You Gotta Have Flash and Flare – Redying My Dreadlocks
*Dances around like the people in the red sequence in Emerald City, from The Wiz
I’ve been dying my hair for about 6 years now. It’s been black, brownish-bronze and cherrywood but the color that seems to have struck a chord is the red that I rock now. I get a lot of compliments on the color and people often ask how I dye my hair, and tend to be shocked that I do it myself. I retouched recently so I decided to blog it. Hopefully this can help someone else interested in dying dreadlocks too.
Look at the roots. Not cute.
Tips:
1. Lightening your hair first with welloxide will always guarantee brighter results.
2. Be careful with lightening your hair first because it’s an extremely drying process. Your hair’s natural emollients will return in a few weeks, but if you have a perm or some other type of chemically processed hair, lighten it one day, then wait until the next day to apply dye.
3. If you aren’t down with lightening your hair, no worries. You may not get the brightest results, but adding an extra five minutes to how ever long you should let the dye sit in the first place helps. You can also try two boxes at once. That’s what I do when I’m too lazy to pre-lighten. I’m not a licensed hairstylist but this method seems to work for me, so use your own discretion with this.

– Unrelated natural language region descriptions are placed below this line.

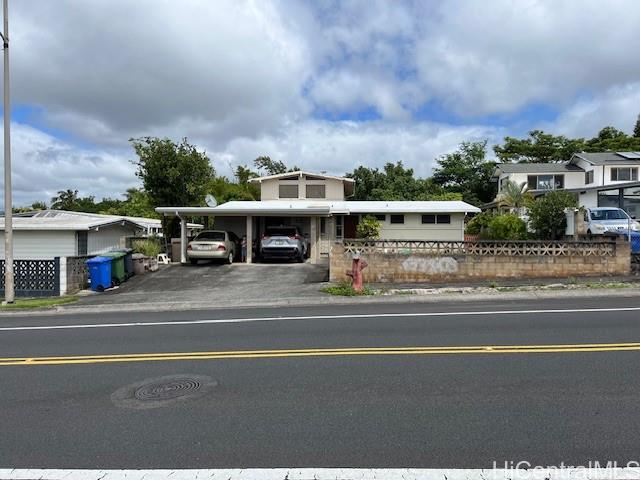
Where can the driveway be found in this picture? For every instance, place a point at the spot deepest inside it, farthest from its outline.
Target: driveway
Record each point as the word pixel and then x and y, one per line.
pixel 219 284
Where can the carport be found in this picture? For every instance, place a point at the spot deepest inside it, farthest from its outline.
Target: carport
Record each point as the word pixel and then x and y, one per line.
pixel 250 218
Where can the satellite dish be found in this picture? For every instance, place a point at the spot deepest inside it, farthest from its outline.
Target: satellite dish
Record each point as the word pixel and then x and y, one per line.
pixel 211 201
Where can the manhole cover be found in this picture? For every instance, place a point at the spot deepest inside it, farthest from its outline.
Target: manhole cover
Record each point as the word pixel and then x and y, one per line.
pixel 162 391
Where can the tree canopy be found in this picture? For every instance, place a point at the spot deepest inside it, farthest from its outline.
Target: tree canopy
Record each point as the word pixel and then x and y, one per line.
pixel 172 174
pixel 467 172
pixel 541 147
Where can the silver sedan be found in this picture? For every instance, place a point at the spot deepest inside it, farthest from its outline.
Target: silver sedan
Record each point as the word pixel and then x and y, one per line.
pixel 213 245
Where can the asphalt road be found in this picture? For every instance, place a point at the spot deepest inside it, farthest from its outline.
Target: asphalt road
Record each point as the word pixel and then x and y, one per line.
pixel 324 408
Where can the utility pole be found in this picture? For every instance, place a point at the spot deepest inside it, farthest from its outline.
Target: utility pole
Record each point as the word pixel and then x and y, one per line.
pixel 9 293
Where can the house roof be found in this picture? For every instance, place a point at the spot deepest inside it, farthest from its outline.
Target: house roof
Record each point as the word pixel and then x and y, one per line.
pixel 609 158
pixel 66 223
pixel 562 167
pixel 319 208
pixel 301 173
pixel 70 216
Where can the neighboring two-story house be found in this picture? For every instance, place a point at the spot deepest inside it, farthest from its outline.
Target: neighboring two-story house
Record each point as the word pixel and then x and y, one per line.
pixel 318 204
pixel 607 179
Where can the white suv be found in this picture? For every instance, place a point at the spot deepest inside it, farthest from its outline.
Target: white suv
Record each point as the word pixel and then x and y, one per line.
pixel 608 221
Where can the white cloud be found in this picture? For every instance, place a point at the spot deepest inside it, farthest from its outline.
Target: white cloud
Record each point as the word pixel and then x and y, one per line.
pixel 482 58
pixel 618 106
pixel 43 165
pixel 339 147
pixel 241 78
pixel 133 68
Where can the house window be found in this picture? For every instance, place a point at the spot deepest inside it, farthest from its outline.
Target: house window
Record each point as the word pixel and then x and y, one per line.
pixel 430 218
pixel 82 243
pixel 588 177
pixel 316 191
pixel 288 191
pixel 340 227
pixel 545 182
pixel 624 174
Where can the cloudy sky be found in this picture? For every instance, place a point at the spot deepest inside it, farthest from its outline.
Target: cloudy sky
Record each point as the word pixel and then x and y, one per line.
pixel 326 85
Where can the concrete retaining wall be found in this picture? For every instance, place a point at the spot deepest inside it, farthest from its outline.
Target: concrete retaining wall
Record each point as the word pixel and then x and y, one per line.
pixel 415 266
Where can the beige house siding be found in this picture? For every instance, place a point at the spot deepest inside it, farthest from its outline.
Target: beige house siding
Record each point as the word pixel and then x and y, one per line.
pixel 107 238
pixel 41 245
pixel 269 189
pixel 414 229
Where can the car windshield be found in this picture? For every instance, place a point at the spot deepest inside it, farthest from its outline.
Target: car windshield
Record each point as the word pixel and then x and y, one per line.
pixel 282 231
pixel 211 236
pixel 608 215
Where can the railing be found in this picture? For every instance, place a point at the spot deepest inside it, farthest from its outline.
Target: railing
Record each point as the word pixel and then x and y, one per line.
pixel 483 247
pixel 34 278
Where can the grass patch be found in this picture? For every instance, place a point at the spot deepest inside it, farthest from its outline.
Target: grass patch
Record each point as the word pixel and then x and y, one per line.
pixel 346 290
pixel 39 302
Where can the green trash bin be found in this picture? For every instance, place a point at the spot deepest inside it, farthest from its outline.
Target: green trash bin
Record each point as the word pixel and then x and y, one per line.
pixel 118 273
pixel 128 261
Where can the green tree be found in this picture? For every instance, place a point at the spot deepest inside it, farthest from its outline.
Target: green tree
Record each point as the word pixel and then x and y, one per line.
pixel 539 147
pixel 224 190
pixel 479 223
pixel 172 174
pixel 466 171
pixel 514 195
pixel 368 227
pixel 136 204
pixel 271 167
pixel 508 226
pixel 244 174
pixel 393 182
pixel 546 214
pixel 65 200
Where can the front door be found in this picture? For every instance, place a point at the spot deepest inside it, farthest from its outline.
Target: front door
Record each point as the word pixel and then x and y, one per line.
pixel 350 223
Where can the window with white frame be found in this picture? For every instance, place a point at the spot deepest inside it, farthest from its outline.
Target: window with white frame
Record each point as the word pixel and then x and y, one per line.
pixel 288 191
pixel 339 227
pixel 545 182
pixel 316 191
pixel 626 174
pixel 588 177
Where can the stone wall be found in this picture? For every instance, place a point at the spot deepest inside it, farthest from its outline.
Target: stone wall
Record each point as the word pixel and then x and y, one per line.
pixel 481 261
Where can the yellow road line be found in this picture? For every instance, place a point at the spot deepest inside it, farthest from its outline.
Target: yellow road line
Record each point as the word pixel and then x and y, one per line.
pixel 321 352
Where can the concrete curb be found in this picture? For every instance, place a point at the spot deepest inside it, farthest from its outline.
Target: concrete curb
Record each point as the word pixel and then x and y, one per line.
pixel 431 298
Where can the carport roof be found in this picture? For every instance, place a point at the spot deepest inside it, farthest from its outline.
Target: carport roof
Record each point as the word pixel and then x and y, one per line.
pixel 319 208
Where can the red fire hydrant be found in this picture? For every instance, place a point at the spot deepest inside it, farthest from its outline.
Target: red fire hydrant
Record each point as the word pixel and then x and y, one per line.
pixel 356 272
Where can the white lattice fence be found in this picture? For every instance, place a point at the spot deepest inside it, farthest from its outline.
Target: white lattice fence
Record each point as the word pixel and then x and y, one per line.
pixel 493 248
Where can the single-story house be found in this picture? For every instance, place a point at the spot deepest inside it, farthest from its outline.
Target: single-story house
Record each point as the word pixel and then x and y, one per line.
pixel 317 204
pixel 67 234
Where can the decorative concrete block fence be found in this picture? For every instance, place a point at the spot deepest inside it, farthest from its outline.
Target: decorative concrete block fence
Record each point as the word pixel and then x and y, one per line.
pixel 424 261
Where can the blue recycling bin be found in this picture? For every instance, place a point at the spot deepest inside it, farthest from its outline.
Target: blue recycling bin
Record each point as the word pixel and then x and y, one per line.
pixel 99 273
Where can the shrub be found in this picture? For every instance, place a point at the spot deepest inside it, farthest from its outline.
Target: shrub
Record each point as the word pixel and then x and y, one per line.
pixel 547 216
pixel 368 227
pixel 149 247
pixel 346 290
pixel 506 227
pixel 479 223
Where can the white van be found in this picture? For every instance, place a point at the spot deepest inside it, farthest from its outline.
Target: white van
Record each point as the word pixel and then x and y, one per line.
pixel 608 221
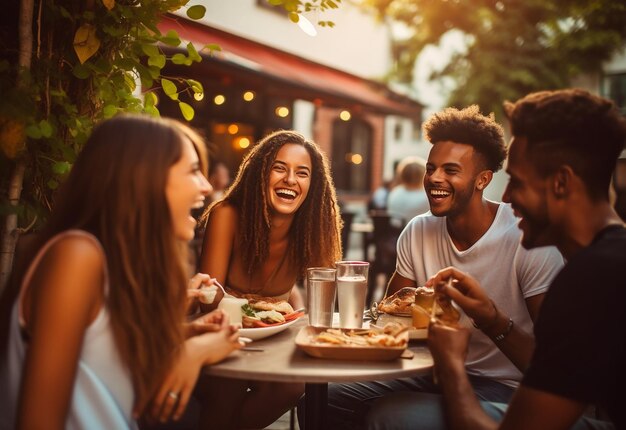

4. Don’t think that natural hair is invincible, it can still fall out from overdrying. It happened to me a few years ago. I got dye happy and reapplied the second I saw new growth (about once a week) and my hair started thinning around the edges. I waited about 6 months before I dyed again. After that, I only dyed my hair about once every two months (sometimes longer).
5. Dying can be frustrating for some because everyone’s hair is different. Some people’s hair may have a harder time taking to dye than others. I read that when I did my research (it has to do with porosity and all this scientific stuff), but I’ve also seen it in real life. What may work for someone else may not work for you. You might also have certain sections of your hair take better than others (the front takes color the fastest in my case while the back usually comes out darker).
I’ve tried Creme of Nature, Clairol (regular), Feria and Clairol’s Tones and Textures (specifically for women of color). My number one is Clairol’s Tones and Textrues. The runner up is Creme of Nature. I didn’t like Feria or the original Clairol because I could tell it was for someone with thin, stringy hair. Plus, they weren’t as user friendly.
The color that stuck for me is:
Red Hot Red! My signature!
My hair is getting long so I need two boxes (that’s how I discovered that two boxes can intensify the color).
Step 1: Apply
The directions say to leave it on for about 20 minutes if your hair is permed or chemically processed in any way, and 30 minutes if you’re natural. My hair is loc’d and therefore harder to penetrate, so I leave it on for about 40 minutes (under a shower cap so that the dye doesn’t get all over the place).
Rinse thoroughly! This is the most tedious part because you have to rinse it until the water runs clear. This is really important because any left over dye can cause your hair to break off, even if your hair is loc’d.
This is me after the first rinse. I rinse and repeat about four or five times because it’s harder to wash my locs out, like I said. I like to take brief breaks to give my arms a rest.
After a couple of rinses I move on to deep conditioning. I use Pantene’s “Red” Expressions conditioner in addition to an hour hot oil treatment. I love using coconut oil because it leaves my hair soft and supple, even after I rinse it out (sometimes I just leave it in depending on how much I use).
And when I’m finally good to go–hair dry and twisted–It looks like this…
Category: Hair
This is a great post. The pictures give as much detail as any video 🙂
I can’t wait to go red. What level developer do you use?
Thank you! I’m glad you took something away from this. As far as the developer, I usually use 20 since that’s in the middle.